Cynefin Framework
Core: Classify the problem domain before applying any solution. The right action in one domain is wrong in another. Misclassification is one of the most common causes of failed interventions.
The Five Domains
1. 🟢 Clear (formerly "Simple")
- Cause/effect: Obvious to everyone.
- Approach: Sense → Categorize → Respond. Apply known best practice. Automate.
- Signs: Answer is obvious; any competent person would do the same.
- Danger: Complacency — Clear can shift to Chaotic if conditions change unnoticed.
- Examples: Resetting a password, deploying a known-working config, following a checklist.
2. 🔵 Complicated
- Cause/effect: Exists but requires analysis or expertise.
- Approach: Sense → Analyze → Respond. Engage experts; evaluate trade-offs between valid options.
- Signs: Need an expert, but once analyzed, the answer becomes clear. There's a knowable right answer.
- Danger: Expert overconfidence — mistaking Complicated for Clear.
- Examples: Software architecture, performance tuning, medical diagnosis, legal strategy.
3. 🟡 Complex
- Cause/effect: Visible only in retrospect. Outcomes unpredictable.
- Approach: Probe → Sense → Respond. Run safe-to-fail experiments (small, reversible, parallel). Amplify what works, dampen what doesn't. Embrace emergence.
- Signs: Experts disagree. Past data unreliable. Human behavior, social dynamics, high interconnectedness.
- Danger: Applying Clear/Complicated approaches (best practices, big-bang plans) — the most common mistake.
- Examples: Product-market fit, culture change, user behavior, AI behavior, team dynamics.
4. 🔴 Chaotic
- Cause/effect: None discernible. System in crisis.
- Approach: Act → Sense → Respond. Immediate stabilizing action. Don't wait for analysis. Move to Complex/Complicated once stable.
- Signs: Crisis. Active failure. No time for deliberation.
- Danger: Staying in chaotic mode too long.
- Examples: Production outage, security breach, public crisis, team breakdown.
5. ⚫ Disorder (center)
You don't know which domain you're in. Break the situation into parts and classify each. Multiple people will interpret it through their own domain lens — get clarity before acting.
Output Format
🗺️ Domain Classification
- Domain: Clear / Complicated / Complex / Chaotic / Disorder
- Confidence: High / Medium / Low
- Key signals for this classification
- Alternative interpretation: Could it be misclassified? Implications?
⚠️ Domain Mismatch Check
Is the current plan applying a wrong-domain approach?

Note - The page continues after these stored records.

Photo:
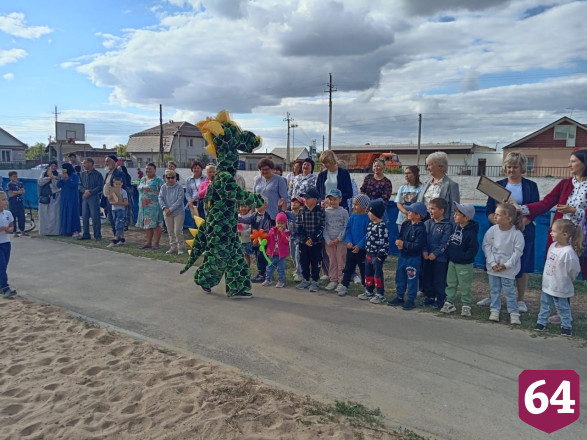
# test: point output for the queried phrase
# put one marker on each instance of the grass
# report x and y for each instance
(480, 288)
(356, 414)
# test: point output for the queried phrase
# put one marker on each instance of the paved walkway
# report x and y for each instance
(447, 377)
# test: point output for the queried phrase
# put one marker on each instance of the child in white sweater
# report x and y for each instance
(503, 245)
(561, 268)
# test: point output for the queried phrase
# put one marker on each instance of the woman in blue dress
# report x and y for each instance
(70, 224)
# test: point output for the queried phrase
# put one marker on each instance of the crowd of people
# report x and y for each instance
(329, 225)
(438, 236)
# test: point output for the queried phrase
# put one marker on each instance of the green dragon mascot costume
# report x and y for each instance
(217, 237)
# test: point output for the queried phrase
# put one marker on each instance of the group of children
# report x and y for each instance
(436, 255)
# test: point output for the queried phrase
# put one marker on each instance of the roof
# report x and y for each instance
(452, 147)
(20, 143)
(148, 144)
(548, 127)
(294, 153)
(147, 141)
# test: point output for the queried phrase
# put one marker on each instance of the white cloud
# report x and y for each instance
(16, 25)
(11, 56)
(448, 60)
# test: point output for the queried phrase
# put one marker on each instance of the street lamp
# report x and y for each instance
(293, 135)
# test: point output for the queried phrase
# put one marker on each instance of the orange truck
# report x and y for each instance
(364, 161)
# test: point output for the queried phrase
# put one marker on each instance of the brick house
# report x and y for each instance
(551, 146)
(12, 151)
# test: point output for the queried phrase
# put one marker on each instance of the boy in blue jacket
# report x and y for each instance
(435, 260)
(411, 243)
(356, 231)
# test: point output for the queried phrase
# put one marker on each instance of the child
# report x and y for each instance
(435, 261)
(376, 247)
(171, 200)
(335, 220)
(15, 191)
(462, 248)
(310, 224)
(294, 247)
(118, 211)
(244, 233)
(561, 269)
(6, 224)
(411, 243)
(260, 219)
(503, 246)
(355, 234)
(277, 250)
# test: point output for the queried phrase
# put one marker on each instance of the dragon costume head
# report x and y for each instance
(225, 139)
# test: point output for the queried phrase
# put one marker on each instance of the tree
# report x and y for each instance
(121, 151)
(37, 151)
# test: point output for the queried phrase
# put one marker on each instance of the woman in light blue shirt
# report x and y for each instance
(272, 186)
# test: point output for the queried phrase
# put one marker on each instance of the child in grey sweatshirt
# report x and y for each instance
(171, 200)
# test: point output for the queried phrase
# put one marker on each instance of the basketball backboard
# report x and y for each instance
(70, 132)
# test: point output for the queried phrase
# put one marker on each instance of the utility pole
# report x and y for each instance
(331, 89)
(59, 143)
(161, 156)
(419, 138)
(287, 156)
(293, 136)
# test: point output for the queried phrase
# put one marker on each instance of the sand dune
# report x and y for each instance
(61, 377)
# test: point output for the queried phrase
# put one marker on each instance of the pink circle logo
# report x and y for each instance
(548, 400)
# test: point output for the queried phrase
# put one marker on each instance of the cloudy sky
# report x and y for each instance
(483, 71)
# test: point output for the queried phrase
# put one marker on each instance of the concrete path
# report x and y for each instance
(446, 377)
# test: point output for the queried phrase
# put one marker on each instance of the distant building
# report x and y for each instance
(467, 159)
(182, 140)
(60, 150)
(551, 146)
(249, 161)
(12, 151)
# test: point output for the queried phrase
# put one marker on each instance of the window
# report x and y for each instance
(565, 132)
(530, 164)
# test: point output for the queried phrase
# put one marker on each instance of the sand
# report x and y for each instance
(62, 377)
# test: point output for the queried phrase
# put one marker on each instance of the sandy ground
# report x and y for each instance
(62, 377)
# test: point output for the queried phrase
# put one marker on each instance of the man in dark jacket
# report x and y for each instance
(90, 186)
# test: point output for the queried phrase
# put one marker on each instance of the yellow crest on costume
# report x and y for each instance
(198, 220)
(213, 127)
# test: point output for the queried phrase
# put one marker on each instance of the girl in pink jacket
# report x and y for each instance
(277, 250)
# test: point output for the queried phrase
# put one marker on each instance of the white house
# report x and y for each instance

| Current approach | Actual domain | Mismatch risk | |-----------------|---------------|---------------| | Best practice playbook | Complex | High — will fail | | Big analysis, single solution | Chaotic | High — too slow | | Experiments / probing | Clear | Waste of time |
🎯 Recommended Approach
- Clear: Apply best practice [name]. Consider automating.
- Complicated: Engage experts. Evaluate trade-offs between [A] and [B].
- Complex: Design 2–3 safe-to-fail experiments. Define amplify/dampen signals.
- Chaotic: Act immediately on [stabilizing action]. Reassess once stable.
🔁 Domain Transitions
Is the domain shifting? What pushes it to chaos? Path back to clear?
Heuristics
- Experts disagree → probably Complex
- People and behavior at scale → probably Complex
- Urgent and breaking → probably Chaotic; act first
- Known playbook → probably Clear or Complicated
- Past solutions stopped working → domain may have shifted
The Most Common Mistake
Treating Complex as Complicated: hire a consultant, define "the right answer", execute a big plan — when the system is emergent. Plan fails, more consultants, bigger plan, still fails.
Fix: Run small experiments. Let patterns emerge. Amplify what works.